The two entities have identified investment targets but are awaiting regulatory approval from the United Arab Emirates (UAE) central bank, which oversees the joint venture’s activities.
Carlos Obeid, chief financial officer with Mubadala, speaking during Mubadala’s first interim earnings statement on Monday, said the joint venture had eyed attractive investments targets.
“There have been a number of investments in a variety of sectors that have been identified, and once we obtain regulatory approval we can proceed with some of those investments,” Obeid said.
Greg Fewer, Mubadala’s associate director of project corporate finance, told news agency Zawya Dow Jones in an e-mail that the joint-venture required a commercial trade licence from the UAE central bank before it made any investments.
Under the joint venture agreement, Mubadala and GE will both put $4 billion over three years into commercial endeavours.

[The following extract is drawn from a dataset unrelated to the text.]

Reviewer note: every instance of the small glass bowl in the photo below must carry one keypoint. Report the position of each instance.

An accompanying commitment from Mubadala was its pledge to become, in time, one of GE’s biggest 10 shareholders.
In the interim earnings statement, Mubadala revealed its asset base grew by 46 per cent in 2009 to $21.6 billion in the first half of calendar 2009.

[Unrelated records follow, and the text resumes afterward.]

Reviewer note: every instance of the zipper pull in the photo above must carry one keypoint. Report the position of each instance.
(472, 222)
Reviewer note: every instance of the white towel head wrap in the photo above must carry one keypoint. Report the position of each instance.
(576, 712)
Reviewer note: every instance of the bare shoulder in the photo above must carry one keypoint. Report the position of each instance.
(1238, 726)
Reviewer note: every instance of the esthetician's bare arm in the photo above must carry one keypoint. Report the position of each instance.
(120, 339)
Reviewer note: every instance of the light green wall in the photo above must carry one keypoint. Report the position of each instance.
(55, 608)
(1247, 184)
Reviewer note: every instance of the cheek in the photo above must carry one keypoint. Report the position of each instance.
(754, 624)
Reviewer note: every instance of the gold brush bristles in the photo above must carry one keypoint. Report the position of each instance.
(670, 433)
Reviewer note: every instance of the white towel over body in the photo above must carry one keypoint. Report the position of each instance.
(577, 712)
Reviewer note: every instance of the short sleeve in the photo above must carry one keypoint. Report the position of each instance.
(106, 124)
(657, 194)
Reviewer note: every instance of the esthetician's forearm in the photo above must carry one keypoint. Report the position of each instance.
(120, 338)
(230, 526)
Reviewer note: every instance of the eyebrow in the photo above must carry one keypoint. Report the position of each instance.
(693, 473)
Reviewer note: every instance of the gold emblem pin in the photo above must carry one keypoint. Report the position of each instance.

In its first annual report, released in April, Mubadala stated that the financial crisis had ripped $3.2 billion in losses from its portfolios.
Since then, however, higher oil and equities spurred a comeback in asset valuations and its total comprehensive income rose to $735 million, although its operating income fell by 42 per cent to $243 million.
The biggest revenue drivers were oil and gas sales, primarily from its fully owned subsidiary, Pearl Energy of Singapore, and its 51 per cent holding in Dolphin Energy, a UAE company.